Wall Street befürchtet, dass die Fed bei der Inflation hinter der Kurve bleiben wird
25. März (Reuters) – Analysten und Anleger an der Wall Street, die der Meinung sind, dass die US-Notenbank zu langsam gegen die hohe Inflation vorgegangen ist, erwarten nun noch aggressivere Zinserhöhungen der Zentralbank, um den Rückstand aufzuholen.
Eine Quelle, die JPMorgan Chase (NYSE:JPM) und Co-Chef Jamie Dimon nahe steht, sagte, dass er nun zwischen 12 und 15 Zinserhöhungen – oder zwischen 300 und 375 Basispunkten kumulativ – in diesem Zinserhöhungszyklus voraussieht. Das ist mehr als die sechs bis sieben Zinserhöhungen, die Dimon im Januar bei der Gewinnmitteilung der Bank vorausgesagt hatte.
Es handelt sich um die jüngste Neukalibrierung zwischen Banken und Anlegern, nachdem die US-Notenbank letzte Woche ihren Leitzins um einen Viertelprozentpunkt angehoben und weitere aggressive Erhöhungen zur Bekämpfung der Inflation in Aussicht gestellt hat. Am Montag sagte der Vorsitzende der Fed, Jerome Powell, dass die Bank schnell handeln müsse, um die Inflation einzudämmen, und dass sie, falls nötig, zu höheren als den üblichen Zinserhöhungen greifen könnte.
Eine Reihe von Fed-Vertretern – darunter auch einige, die inzwischen als Befürworter einer lockeren Politik gelten – haben sich gegen Powell ausgesprochen und die Forderung nach einem raschen und, wenn nötig, aggressiven Vorgehen gegen eine Inflationsrate, die dreimal über dem Zielwert von 2 % pro Jahr liegt, wiederholt.
„Die Fed hat die Inflation erkannt … und gibt damit im Wesentlichen zu, hinter der Kurve zu sein“, so die Analysten von NatWest in einer Research-Note vom Donnerstag, und fügten hinzu, dass die Investoren „zunehmend besorgt darüber sind, dass die Fed eine Rezession auslöst, und zwar bald“.

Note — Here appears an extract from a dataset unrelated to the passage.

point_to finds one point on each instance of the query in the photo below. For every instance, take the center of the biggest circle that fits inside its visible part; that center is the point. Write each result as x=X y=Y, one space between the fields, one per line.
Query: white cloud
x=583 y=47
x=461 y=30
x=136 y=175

Die starken Bewegungen am US-Schatzmarkt deuten zunehmend auf das Risiko eines solchen Rezessionsszenarios hin, da die Märkte an der Fähigkeit der Fed zweifeln, eine „weiche Landung“ für die Wirtschaft herbeizuführen, während sie die Geldpolitik strafft.
Goldman Sachs (NYSE:GS) hob am Donnerstag seine Prognose für die Renditen von US-Staatsanleihen in diesem Jahr an und begründete dies mit einem breiteren und anhaltenderen Preisdruck sowie einer hawkischeren Haltung der Federal Reserve.
Die Fed erhöht die Zinssätze von derzeit 0,25-0,50 % auf 2,4 % im Februar 2023, und der Markt geht von einer 76,8 %igen Wahrscheinlichkeit einer Zinserhöhung der Fed um 50 Basispunkte im Mai aus. [FEDWATCH]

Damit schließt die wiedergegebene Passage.